Une nouvelle travailleuse de milieu pour les aînés de l’Est
Métro
Peur de la COVID, solitude, crise du logement: les enjeux auxquels font face les aînés de l’est de Montréal sont nombreux. Pour leur offrir un coup de pouce avec leurs tracas ou une oreille attentive, une nouvelle travailleuse de milieu sera dorénavant sur le terrain à Rivière-des-Prairies, Pointe-aux-Trembles et Montréal-Est.
Que ce soit en repérant des aînés dans le besoin dans les centres d’achat ou en faisant des suivis à domicile, Pascale Boucher sera dorénavant présente pour accompagner les aînés du secteur en situation de vulnérabilité ou à risque de fragilisation en toute confidentialité.
Forte d’une longue expérience dans le milieu de la santé, Mme Boucher est animée d’un désir profond d’améliorer le bien-être des aînés. « Je veux faire une différence, de façon simple, mais constante. Les aînés ont toujours fait partie de ma vie.»
Le poste de travailleuse de milieu s’inscrit dans le projet Initiatives de travail de milieu auprès des aînés en situation de vulnérabilité (ITMAV), qui est chapeauté par l’Association Bénévole Pointe-aux-Trembles-Montréal-Est (ABPATME) et financé par le Secrétariat aux aînés.
Pascale Boucher travaillera en étroite collaboration avec l’agent de liaison Bernard Parent de la Ligne Espoir Aîné (LÉA), un service téléphonique de l’ABPATME en place depuis avril dernier pour soutenir les aînés du secteur.
M. Parent se réjouit de l’arrivée de Mme Boucher alors que les besoins d’avoir une intervenante sur le terrain se faisaient ressentir, spécialement en contexte de pandémie. « Il y a des gens qui vivent de la solitude, mais qui ne sortent pas trop, car ils ont peur, du COVID, ou des événements violents (…) qu’ils voient dans les nouvelles. Quand ils appellent la ligne LÉA, je pourrai maintenant demander à Pascale d’aller les voir».

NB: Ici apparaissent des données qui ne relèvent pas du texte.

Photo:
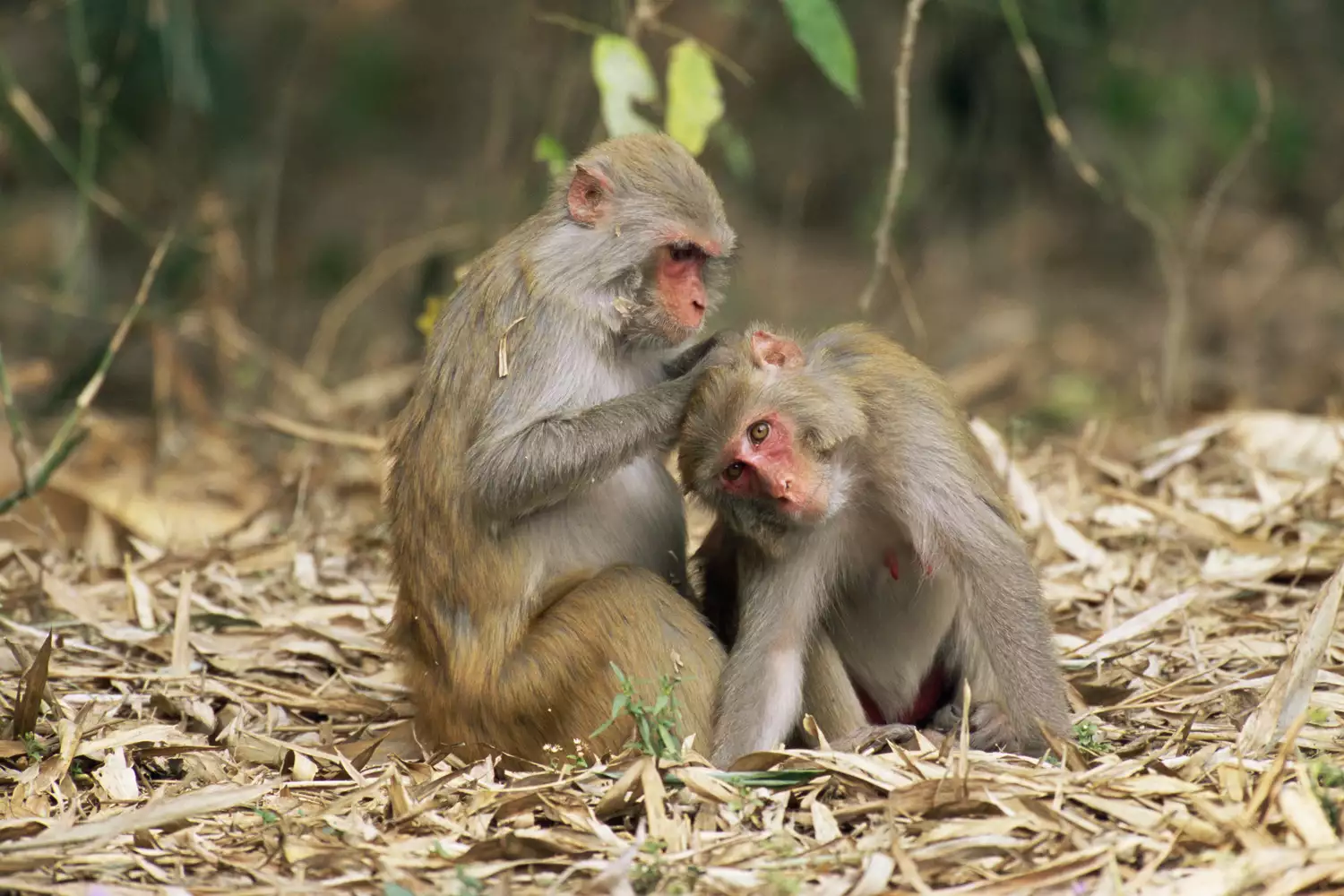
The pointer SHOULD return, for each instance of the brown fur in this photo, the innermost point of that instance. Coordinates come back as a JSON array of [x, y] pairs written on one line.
[[882, 437], [537, 538]]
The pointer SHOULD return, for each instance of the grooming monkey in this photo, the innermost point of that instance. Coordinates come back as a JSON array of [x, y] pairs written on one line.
[[537, 535], [862, 540]]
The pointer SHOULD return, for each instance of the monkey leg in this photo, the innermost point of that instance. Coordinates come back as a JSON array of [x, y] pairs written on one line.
[[556, 684], [828, 694], [989, 728]]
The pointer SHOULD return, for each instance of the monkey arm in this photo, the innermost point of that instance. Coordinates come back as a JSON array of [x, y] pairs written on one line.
[[688, 359], [1000, 602], [540, 463], [761, 689]]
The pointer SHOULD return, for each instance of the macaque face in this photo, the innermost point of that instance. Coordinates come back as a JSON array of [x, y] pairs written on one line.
[[765, 465], [679, 282]]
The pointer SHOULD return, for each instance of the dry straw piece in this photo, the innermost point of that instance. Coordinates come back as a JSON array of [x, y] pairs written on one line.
[[231, 721]]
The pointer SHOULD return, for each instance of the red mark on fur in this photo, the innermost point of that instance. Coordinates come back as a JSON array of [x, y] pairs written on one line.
[[769, 349], [870, 708], [892, 565], [588, 195], [922, 707], [930, 692]]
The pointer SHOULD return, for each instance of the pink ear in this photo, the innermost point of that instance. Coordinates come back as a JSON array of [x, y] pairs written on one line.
[[588, 196], [769, 349]]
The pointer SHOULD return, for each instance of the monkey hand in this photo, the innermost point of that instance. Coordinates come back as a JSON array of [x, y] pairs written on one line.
[[991, 728], [701, 357], [866, 737]]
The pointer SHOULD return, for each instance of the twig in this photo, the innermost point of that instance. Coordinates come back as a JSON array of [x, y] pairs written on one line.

Les besoins des aînés sont d’ailleurs multiples, et sont parfois aussi simples que de l’aide pour remplir un formulaire. Cependant, des problèmes plus graves tels la maltraitance ou la difficulté à se loger convenablement en raison de la crise du logement reviennent périodiquement dans les appels reçus, déplore Bernard Parent.